Pigwidgeon zoomed happily around his cage, hooting shrilly. Harry knew Ron too well to take him seriously. He had moaned continually about his old rat, Scabbers, but had been most upset when Hermione’s cat, Crookshanks, appeared to have eaten him.
“Where’s Crookshanks?” Harry asked Hermione now.
“Out in the garden, I expect,” she said. “He likes chasing gnomes. He’s never seen any before.”
“Percy’s enjoying work, then?” said Harry, sitting down on one of the beds and watching the Chudley Cannons zooming in and out of the posters on the ceiling.
“Enjoying it?” said Ron darkly. “I don’t reckon he’d come home if Dad didn’t make him. He’s obsessed. Just don’t get him onto the subject of his boss. According to Mr. Crouch… as I was saying to Mr. Crouch… Mr. Crouch is of the opinion… Mr. Crouch was telling me… They’ll be announcing their engagement any day now.”
“Have you had a good summer, Harry?” said Hermione. “Did you get our food parcels and everything?”
“Yeah, thanks a lot,” said Harry. “They saved my life, those cakes.”
“And have you heard from—?” Ron began, but at a look from Hermione he fell silent. Harry knew Ron had been about to ask about Sirius. Ron and Hermione had been so deeply involved in helping Sirius escape from the Ministry of Magic that they were almost as concerned about Harry’s godfather as he was. However, discussing him in front of Ginny was a bad idea. Nobody but themselves and Professor Dumbledore knew about how Sirius had escaped, or believed in his innocence.
“I think they’ve stopped arguing,” said Hermione, to cover the awkward moment, because Ginny was looking curiously from Ron to Harry. “Shall we go down and help your mum with dinner?”
“Yeah, all right,” said Ron. The four of them left Ron’s room and went back downstairs to find Mrs. Weasley alone in the kitchen, looking extremely bad tempered.
“We’re eating out in the garden,” she said when they came in. “There’s just not room for eleven people in here. Could you take the plates outside, girls? Bill and Charlie are setting up the tables. Knives and forks, please, you two,” she said to Ron and Harry, pointing her wand a little more vigorously than she had intended at a pile of potatoes in the sink, which shot out of their skins so fast that they ricocheted off the walls and ceiling.
“Oh for heaven’s sake,” she snapped, now directing her wand at a dustpan, which hopped off the sideboard and started skating across the floor, scooping up the potatoes. “Those two!” she burst out savagely, now pulling pots and pans out of a cupboard, and Harry knew she meant Fred and George. “I don’t know what’s going to happen to them, I really don’t. No ambition, unless you count making as much trouble as they possibly can…”

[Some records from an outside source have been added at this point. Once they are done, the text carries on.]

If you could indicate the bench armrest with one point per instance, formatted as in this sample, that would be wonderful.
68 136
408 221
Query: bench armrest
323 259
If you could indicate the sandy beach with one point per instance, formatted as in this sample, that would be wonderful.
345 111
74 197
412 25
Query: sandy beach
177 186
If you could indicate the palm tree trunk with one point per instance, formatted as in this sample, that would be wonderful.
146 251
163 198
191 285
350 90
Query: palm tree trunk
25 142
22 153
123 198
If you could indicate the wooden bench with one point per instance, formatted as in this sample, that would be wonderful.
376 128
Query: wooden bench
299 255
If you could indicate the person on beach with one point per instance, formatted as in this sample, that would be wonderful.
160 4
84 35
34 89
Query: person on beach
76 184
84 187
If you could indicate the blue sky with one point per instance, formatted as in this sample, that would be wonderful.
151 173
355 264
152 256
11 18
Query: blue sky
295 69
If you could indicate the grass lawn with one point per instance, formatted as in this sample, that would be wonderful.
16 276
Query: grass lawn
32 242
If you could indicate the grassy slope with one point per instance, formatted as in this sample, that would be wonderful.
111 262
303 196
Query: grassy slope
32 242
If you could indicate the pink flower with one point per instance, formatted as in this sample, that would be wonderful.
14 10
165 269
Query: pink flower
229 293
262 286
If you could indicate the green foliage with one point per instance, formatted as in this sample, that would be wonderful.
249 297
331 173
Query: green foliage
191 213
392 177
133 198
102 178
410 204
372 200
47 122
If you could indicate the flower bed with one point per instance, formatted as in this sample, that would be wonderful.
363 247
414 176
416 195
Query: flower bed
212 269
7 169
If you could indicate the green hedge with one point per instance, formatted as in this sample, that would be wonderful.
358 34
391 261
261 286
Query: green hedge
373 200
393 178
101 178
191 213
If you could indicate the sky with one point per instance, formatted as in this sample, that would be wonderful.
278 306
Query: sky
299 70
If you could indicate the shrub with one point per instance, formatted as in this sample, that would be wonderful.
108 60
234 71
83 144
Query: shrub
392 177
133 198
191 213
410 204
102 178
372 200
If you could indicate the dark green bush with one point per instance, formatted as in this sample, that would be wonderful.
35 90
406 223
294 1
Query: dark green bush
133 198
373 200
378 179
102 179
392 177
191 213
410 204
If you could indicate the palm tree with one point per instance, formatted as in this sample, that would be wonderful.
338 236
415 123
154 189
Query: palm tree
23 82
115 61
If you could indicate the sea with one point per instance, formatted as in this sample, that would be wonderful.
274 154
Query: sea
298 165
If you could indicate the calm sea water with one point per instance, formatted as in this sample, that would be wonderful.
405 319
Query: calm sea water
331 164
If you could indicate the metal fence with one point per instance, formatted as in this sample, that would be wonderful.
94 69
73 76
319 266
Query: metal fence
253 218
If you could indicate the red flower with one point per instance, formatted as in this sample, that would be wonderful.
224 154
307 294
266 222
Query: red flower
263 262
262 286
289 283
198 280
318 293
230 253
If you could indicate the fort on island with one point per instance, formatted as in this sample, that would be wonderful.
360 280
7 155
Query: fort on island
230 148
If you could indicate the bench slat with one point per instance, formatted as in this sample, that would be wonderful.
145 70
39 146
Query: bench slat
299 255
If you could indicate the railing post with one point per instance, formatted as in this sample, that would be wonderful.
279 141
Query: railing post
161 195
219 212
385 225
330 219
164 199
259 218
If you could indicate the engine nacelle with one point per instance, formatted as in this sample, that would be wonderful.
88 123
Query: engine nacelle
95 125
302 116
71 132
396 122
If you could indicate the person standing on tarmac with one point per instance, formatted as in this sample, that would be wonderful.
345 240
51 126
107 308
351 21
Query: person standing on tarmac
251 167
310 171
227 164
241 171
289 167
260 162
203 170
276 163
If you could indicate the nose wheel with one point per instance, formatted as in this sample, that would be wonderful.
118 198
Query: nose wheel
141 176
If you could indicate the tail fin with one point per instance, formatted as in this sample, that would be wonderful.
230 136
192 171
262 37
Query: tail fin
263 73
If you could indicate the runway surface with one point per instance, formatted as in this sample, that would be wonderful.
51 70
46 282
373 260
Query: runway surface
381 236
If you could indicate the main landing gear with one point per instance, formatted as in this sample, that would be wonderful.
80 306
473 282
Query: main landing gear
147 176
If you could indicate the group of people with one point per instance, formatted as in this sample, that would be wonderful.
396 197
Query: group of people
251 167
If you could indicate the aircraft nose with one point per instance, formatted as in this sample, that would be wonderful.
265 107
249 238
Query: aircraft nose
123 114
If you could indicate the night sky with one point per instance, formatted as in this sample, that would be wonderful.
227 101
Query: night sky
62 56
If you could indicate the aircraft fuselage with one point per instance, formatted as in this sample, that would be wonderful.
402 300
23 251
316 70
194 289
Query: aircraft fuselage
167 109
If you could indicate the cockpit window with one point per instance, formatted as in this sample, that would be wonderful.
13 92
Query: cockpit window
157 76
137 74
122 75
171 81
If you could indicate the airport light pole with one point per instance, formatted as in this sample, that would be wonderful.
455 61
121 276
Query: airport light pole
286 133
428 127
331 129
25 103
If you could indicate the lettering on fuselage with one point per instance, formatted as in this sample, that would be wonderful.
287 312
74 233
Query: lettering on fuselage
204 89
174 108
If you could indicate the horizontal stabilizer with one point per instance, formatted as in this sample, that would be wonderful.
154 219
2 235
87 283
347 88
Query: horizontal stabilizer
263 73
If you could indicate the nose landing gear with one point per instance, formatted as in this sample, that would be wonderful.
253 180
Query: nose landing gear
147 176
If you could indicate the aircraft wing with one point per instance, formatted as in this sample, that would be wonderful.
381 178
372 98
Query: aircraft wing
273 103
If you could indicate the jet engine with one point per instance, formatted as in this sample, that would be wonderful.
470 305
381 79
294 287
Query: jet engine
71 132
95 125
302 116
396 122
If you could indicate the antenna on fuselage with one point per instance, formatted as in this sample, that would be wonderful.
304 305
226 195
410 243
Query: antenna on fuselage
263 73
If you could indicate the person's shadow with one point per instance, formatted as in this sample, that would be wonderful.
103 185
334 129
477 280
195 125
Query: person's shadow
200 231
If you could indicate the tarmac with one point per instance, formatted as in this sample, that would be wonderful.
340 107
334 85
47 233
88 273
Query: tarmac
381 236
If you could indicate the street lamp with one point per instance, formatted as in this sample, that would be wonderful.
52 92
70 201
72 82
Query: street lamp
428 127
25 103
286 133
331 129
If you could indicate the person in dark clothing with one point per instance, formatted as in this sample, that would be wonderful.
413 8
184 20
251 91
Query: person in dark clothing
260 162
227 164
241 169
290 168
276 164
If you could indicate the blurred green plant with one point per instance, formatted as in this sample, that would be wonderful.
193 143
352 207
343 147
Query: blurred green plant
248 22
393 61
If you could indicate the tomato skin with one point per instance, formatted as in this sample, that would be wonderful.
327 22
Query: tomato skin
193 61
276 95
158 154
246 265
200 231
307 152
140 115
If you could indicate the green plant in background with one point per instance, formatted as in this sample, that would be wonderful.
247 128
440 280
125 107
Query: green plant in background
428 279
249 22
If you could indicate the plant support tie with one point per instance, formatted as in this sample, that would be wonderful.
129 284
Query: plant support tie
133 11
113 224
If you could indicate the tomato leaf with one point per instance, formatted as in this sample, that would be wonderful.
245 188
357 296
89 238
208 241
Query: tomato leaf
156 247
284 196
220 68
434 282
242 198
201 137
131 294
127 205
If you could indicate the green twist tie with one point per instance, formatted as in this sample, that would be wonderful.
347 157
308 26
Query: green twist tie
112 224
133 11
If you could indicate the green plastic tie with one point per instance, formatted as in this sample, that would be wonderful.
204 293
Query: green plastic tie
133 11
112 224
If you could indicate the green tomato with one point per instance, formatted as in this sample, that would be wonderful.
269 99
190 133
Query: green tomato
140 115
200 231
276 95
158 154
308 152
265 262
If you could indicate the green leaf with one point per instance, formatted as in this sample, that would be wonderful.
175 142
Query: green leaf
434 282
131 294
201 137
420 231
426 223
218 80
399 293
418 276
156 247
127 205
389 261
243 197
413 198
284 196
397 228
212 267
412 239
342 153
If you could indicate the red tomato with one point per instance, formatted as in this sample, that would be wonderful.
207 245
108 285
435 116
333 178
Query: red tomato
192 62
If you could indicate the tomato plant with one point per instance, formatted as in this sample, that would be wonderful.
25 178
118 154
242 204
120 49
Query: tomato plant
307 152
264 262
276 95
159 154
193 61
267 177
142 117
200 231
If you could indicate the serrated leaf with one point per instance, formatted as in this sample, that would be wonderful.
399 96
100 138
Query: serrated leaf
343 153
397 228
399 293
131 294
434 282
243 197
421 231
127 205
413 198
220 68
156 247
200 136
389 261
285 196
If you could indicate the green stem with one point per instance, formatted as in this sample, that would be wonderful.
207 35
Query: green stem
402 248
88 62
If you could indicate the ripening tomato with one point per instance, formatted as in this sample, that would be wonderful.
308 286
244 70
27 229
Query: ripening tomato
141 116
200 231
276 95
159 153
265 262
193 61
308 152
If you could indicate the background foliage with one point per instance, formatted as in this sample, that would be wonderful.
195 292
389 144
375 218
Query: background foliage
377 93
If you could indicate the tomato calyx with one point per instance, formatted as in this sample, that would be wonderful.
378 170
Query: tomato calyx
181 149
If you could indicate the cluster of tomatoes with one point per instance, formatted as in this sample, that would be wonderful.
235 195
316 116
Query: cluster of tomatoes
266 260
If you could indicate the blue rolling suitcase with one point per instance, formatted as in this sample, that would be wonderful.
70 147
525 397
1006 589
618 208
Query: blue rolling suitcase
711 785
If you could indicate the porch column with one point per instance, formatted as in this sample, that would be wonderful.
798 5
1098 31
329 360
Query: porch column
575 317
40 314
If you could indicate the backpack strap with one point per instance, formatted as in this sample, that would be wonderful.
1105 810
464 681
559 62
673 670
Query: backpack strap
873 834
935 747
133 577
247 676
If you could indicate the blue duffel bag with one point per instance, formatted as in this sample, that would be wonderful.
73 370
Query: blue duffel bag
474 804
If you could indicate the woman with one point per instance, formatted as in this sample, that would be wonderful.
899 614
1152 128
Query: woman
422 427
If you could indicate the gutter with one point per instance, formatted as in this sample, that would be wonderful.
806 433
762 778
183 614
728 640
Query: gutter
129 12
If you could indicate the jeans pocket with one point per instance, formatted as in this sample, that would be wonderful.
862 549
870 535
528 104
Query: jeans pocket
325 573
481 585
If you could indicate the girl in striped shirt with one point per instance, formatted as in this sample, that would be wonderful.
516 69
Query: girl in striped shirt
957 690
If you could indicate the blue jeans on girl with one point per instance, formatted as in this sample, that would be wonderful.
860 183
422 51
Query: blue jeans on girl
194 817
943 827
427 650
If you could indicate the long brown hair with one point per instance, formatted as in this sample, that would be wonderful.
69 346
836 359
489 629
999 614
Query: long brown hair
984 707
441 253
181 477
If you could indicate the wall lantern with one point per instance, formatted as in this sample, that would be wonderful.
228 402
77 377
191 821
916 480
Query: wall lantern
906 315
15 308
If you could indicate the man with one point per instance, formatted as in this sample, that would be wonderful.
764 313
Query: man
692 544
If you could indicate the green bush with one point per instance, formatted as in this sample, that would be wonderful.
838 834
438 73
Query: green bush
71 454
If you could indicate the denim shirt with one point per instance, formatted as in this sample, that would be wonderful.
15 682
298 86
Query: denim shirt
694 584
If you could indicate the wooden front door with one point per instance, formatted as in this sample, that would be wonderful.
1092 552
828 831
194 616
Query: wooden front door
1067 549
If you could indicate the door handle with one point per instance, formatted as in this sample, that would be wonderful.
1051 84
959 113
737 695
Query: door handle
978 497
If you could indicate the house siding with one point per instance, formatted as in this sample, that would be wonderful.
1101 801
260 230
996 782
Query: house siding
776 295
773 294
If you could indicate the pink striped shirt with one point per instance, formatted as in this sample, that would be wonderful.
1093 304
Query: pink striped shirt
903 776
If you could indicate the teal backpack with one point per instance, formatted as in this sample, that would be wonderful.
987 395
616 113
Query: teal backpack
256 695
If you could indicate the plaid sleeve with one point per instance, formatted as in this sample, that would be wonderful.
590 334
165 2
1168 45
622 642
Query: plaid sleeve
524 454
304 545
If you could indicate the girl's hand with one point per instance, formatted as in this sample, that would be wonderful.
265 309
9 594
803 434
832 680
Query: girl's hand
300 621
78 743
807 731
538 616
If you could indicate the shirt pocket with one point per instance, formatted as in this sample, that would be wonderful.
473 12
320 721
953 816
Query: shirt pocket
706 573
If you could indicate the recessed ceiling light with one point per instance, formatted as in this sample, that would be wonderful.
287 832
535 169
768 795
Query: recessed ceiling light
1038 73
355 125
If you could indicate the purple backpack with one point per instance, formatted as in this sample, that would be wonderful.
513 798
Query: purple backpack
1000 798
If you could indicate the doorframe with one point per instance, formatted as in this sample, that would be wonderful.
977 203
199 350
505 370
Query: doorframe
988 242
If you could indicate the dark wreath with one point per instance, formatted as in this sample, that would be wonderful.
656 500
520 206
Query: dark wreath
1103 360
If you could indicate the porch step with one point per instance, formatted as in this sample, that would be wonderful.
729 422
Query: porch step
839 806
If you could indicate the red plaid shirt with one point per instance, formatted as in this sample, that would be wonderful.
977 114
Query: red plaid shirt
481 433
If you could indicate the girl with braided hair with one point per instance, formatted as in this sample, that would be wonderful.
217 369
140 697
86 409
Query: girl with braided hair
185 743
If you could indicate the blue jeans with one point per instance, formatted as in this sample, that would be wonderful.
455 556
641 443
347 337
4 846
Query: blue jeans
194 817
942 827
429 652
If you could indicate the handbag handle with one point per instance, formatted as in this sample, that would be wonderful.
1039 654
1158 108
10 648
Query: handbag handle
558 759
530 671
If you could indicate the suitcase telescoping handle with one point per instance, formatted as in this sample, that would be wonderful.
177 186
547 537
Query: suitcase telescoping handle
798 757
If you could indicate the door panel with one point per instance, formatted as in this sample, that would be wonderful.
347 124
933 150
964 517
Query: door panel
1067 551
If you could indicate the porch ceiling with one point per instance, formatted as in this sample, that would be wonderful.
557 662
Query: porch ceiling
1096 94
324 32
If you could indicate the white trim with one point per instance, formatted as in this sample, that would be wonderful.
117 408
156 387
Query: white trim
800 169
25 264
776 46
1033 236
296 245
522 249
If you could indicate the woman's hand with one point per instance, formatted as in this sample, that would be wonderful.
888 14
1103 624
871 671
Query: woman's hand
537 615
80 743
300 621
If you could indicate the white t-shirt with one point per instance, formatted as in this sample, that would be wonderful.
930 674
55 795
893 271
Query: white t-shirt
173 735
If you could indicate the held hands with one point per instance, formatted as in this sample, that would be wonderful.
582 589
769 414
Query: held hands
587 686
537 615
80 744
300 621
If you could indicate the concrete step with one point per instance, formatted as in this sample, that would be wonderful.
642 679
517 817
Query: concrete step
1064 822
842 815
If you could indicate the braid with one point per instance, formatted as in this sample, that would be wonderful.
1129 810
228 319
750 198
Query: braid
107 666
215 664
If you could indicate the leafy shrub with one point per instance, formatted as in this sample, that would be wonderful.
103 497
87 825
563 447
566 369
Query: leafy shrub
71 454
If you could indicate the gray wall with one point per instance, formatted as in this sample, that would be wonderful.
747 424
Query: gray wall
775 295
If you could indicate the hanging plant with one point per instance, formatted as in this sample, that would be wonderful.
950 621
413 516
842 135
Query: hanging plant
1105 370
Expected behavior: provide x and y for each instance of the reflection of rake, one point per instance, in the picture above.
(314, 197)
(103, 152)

Mrs. Weasley slammed a large copper saucepan down on the kitchen table and began to wave her wand around inside it. A creamy sauce poured from the wand tip as she stirred.
“It’s not as though they haven’t got brains,” she continued irritably, taking the saucepan over to the stove and lighting it with a further poke of her wand, “but they’re wasting them, and unless they pull themselves together soon, they’ll be in real trouble. I’ve had more owls from Hogwarts about them than the rest put together. If they carry on the way they’re going, they’ll end up in front of the Improper Use of Magic Office.”
Mrs. Weasley jabbed her wand at the cutlery drawer, which shot open. Harry and Ron both jumped out of the way as several knives soared out of it, flew across the kitchen, and began chopping the potatoes, which had just been tipped back into the sink by the dustpan.
“I don’t know where we went wrong with them,” said Mrs. Weasley, putting down her wand and starting to pull out still more saucepans. “It’s been the same for years, one thing after another, and they won’t listen to—OH NOT AGAIN!”